Angélique se blottit dans un coin de la chapelle et s'efforça de prier ; mais les chants monotones et l'odeur des cierges allumés l'endormirent.

Lorsqu'elle se réveilla, la chapelle était de nouveau déserte, mais les cierges, à peine éteints, fumaient sous les voûtes sombres.

Elle sortit. Le soleil se levait. Sous sa lueur pourprée, les toits de tuiles étaient couleur de giroflée. Des colombes roucoulaient dans le jardin près d'un vieux saint de pierre. Angélique s'étira longuement et bâilla. Elle se demandait si elle n'avait pas rêvé...

*****

Le frère Anselme, cordial mais lent, n'attela son chariot qu'après le repas de midi.

– Ne vous inquiétez pas, petits gars, disait-il gaiement. Je retarde d'autant votre fessée. Nous n'arriverons à votre village qu'à la nuit. Les paysans auront envie de dormir...

« À moins qu'ils ne soient par les champs à la recherche de leurs rejetons », pensait Angélique, qui n'était pas fière. Il lui semblait qu'elle avait subitement vieilli en quelques heures.

« Je ne ferai plus jamais de bêtises », se dit-elle avec une résolution teintée de mélancolie.

Frère Anselme, par révérence pour son rang, la fit monter à côté de lui sur le siège, tandis que les petits paysans s'empilaient à l'arrière du chariot.

– Ho ! Ho ! ma douce mule ! ma bonne mule ! chantonnait le moine en secouant ses rênes.
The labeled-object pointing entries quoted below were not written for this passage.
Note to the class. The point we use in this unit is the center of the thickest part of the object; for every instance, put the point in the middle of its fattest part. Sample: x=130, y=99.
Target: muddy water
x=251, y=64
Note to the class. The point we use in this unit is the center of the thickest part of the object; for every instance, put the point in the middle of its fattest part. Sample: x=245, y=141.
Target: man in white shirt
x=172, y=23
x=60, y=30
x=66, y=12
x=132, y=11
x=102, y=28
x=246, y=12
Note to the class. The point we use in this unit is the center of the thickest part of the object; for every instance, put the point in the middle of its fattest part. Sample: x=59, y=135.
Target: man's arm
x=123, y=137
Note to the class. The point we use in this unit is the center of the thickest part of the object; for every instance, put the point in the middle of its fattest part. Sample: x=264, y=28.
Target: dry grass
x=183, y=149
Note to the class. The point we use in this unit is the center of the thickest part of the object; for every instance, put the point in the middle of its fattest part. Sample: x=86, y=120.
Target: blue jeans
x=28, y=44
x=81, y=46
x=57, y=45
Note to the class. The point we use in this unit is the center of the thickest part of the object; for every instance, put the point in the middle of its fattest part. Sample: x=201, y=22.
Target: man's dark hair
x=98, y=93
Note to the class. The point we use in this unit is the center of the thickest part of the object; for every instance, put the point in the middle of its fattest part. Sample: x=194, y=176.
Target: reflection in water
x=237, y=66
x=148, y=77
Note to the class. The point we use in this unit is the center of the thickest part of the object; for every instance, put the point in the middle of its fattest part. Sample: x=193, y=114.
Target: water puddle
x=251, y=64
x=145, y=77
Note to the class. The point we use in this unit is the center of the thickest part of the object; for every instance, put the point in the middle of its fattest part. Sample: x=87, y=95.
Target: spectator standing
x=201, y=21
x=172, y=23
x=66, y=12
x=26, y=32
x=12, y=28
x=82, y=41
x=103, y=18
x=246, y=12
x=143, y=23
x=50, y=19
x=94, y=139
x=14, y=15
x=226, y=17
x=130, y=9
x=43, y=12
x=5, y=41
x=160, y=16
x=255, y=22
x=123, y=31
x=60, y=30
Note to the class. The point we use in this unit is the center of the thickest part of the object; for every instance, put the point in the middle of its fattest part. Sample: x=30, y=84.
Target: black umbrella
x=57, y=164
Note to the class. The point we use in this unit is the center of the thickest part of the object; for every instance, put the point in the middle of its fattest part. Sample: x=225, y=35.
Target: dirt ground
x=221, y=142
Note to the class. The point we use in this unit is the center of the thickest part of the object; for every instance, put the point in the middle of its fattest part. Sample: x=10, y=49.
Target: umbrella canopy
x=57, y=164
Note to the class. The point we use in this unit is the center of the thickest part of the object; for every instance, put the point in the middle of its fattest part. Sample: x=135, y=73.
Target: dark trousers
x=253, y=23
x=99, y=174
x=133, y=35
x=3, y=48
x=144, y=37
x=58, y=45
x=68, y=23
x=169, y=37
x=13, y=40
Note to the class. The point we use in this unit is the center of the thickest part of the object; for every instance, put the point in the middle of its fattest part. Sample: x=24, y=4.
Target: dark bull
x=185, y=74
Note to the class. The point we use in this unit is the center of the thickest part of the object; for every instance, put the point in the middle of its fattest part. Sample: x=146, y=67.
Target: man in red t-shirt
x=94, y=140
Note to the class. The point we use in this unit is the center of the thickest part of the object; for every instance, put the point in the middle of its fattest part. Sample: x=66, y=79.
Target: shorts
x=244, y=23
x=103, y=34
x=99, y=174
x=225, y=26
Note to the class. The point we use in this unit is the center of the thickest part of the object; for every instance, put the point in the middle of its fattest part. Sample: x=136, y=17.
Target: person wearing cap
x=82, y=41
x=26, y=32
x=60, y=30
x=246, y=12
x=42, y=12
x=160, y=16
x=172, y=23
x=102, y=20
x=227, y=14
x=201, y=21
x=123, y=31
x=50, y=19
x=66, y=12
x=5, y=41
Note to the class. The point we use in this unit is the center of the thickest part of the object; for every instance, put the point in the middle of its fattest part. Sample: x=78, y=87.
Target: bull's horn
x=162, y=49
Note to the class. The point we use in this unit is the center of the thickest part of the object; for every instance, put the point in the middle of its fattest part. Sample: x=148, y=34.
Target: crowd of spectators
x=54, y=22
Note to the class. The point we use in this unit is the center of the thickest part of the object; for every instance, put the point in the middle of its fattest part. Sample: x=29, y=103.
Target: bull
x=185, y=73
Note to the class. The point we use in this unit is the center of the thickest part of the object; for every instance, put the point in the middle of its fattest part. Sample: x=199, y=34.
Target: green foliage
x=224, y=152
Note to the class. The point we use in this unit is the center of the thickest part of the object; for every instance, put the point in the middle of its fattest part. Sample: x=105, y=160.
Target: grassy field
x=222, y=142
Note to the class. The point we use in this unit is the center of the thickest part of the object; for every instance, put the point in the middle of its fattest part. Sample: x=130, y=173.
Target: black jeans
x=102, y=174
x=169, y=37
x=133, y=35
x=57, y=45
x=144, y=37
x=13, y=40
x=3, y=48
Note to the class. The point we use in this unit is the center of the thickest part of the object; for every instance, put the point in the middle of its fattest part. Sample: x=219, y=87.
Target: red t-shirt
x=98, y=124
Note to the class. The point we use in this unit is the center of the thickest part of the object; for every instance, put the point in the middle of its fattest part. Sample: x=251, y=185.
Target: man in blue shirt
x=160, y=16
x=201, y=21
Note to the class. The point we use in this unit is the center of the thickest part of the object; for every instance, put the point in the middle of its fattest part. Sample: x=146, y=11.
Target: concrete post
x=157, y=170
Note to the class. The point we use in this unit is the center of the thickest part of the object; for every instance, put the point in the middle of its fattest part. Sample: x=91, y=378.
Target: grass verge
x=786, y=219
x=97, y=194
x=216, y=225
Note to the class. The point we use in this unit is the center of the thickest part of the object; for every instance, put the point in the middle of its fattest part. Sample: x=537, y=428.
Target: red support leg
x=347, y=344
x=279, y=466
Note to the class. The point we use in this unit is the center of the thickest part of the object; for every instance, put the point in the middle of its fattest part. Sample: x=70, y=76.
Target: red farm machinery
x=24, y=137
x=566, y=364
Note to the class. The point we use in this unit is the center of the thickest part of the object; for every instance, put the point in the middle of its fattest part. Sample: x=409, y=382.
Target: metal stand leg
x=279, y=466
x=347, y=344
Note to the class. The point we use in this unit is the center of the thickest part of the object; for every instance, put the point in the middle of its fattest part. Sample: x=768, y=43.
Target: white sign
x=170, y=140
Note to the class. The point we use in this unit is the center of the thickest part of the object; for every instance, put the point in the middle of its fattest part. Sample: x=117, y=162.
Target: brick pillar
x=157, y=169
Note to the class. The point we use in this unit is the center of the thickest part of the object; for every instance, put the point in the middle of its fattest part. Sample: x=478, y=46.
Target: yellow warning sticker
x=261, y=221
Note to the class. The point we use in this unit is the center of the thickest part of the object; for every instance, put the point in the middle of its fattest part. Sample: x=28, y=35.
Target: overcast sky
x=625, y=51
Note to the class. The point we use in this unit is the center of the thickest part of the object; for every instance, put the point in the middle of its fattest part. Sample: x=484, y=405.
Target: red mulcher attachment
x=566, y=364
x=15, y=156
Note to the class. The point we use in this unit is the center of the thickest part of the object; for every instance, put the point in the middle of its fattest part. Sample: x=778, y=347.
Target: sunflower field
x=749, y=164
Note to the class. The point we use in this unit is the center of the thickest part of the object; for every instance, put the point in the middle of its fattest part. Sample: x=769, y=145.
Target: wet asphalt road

Mais la bête ne se hâtait point. Le soir tombait qu'on se trouvait encore sur la voie romaine.

– Je vais prendre un raccourci, dit le moine. L'ennui c'est qu'il faut passer près de Vaunou et Chaillé, qui sont des villages protestants. Dieu veuille que la nuit soit venue et que ces hérétiques ne nous aperçoivent pas. Ma bure n'est guère aimée par là.